# Hello and Happy New Year



## BushFishRox (Jan 2, 2009)

Hey I just found this site, I am glad to find a local site rather then an international site with a handful of Canadians let alone locals.

So my name is Chris, I have a 220 filled with a bunch of preds. Datnoids are my favourite with peacock bass and my red tail payara tied for second.


----------



## gunnerx (Mar 20, 2008)

Welcome to the forums! And a Happy New Year to you too. Any pics of the tank?


----------



## BushFishRox (Jan 2, 2009)

I dont have any recent pics, this is from about a month ago but it doesnt look like this now, I a bunch of driftwood in there now. I will be taking more full tank shots soon.


----------



## pat3612 (Jan 29, 2008)

Cool Tank dont they fight with the different preds.

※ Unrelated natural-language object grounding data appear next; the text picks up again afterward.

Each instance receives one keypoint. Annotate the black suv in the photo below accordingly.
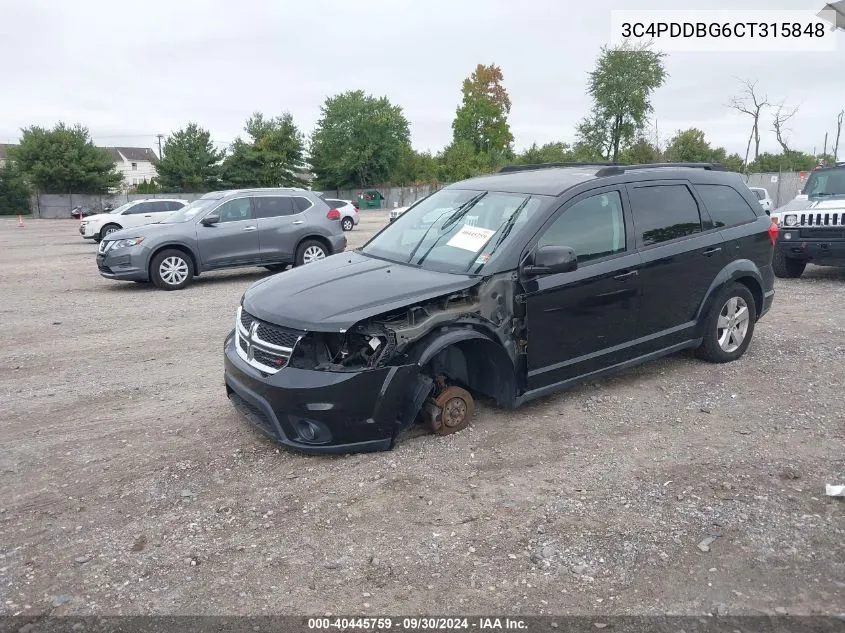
(812, 227)
(509, 286)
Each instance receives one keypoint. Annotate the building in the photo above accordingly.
(134, 163)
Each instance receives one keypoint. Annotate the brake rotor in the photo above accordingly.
(456, 409)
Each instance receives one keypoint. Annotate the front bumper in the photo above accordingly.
(129, 264)
(347, 412)
(823, 246)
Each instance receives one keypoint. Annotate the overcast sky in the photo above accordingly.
(129, 71)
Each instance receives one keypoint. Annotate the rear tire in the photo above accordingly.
(729, 325)
(786, 267)
(310, 251)
(108, 228)
(171, 270)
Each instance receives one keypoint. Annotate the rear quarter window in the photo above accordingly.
(726, 205)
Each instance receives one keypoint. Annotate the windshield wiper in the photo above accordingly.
(457, 214)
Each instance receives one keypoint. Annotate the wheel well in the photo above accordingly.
(755, 290)
(316, 238)
(479, 364)
(174, 247)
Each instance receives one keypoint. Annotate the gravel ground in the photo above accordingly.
(130, 485)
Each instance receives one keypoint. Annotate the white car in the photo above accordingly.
(763, 198)
(395, 213)
(348, 212)
(135, 213)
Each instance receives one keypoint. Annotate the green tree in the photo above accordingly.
(358, 141)
(621, 86)
(641, 152)
(14, 192)
(482, 117)
(64, 160)
(273, 155)
(190, 163)
(460, 160)
(414, 168)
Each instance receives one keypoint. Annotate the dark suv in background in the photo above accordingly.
(510, 286)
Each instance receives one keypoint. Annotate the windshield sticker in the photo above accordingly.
(470, 238)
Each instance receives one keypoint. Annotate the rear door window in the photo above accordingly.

Welcome and Happy New Year.


----------



## BushFishRox (Jan 2, 2009)

no, fighting is very minamal... much less then say a cichlid tank.


----------



## Prodicus (Nov 3, 2008)

Welcome, and thanks for sharing the pic!



BushFishRox said:


> I dont have any recent pics, this is from about a month ago but it doesnt look like this now, I a bunch of driftwood in there now. I will be taking more full tank shots soon.


----------



## Ciddian (Mar 15, 2006)

WOW! what a tank! Welcome Chris!

If you have time i would love to see how that tank is plumbed out. Looks awesome.


----------



## BushFishRox (Jan 2, 2009)

Ciddian said:


> WOW! what a tank! Welcome Chris!
> 
> If you have time i would love to see how that tank is plumbed out. Looks awesome.


I am not sure if you mean to come over and check it out because I am sure that can be arranged, but here are some pics.

Dual returns for my Fluval FX5:









My DIY overflows with my original DIY wet/dry that didn't work out so well:









Wet/Dry return spray bar:









Shot of overflows installed:









Current DIY wet/dry:


----------



## Ciddian (Mar 15, 2006)

are there dish sponges in there? lol

Pictures are just fine  Thank you for sharing them^^


----------



## BushFishRox (Jan 2, 2009)

they are the plastic post scrubbies, they have more surface area then bio balls and a heck of a lot cheaper @ $1 for 6 so I have 180.


----------



## gunnerx (Mar 20, 2008)

Wow, very nice tank! Love the Dat, it looks good! I see you were able to get an MFK sticker! Great job.


----------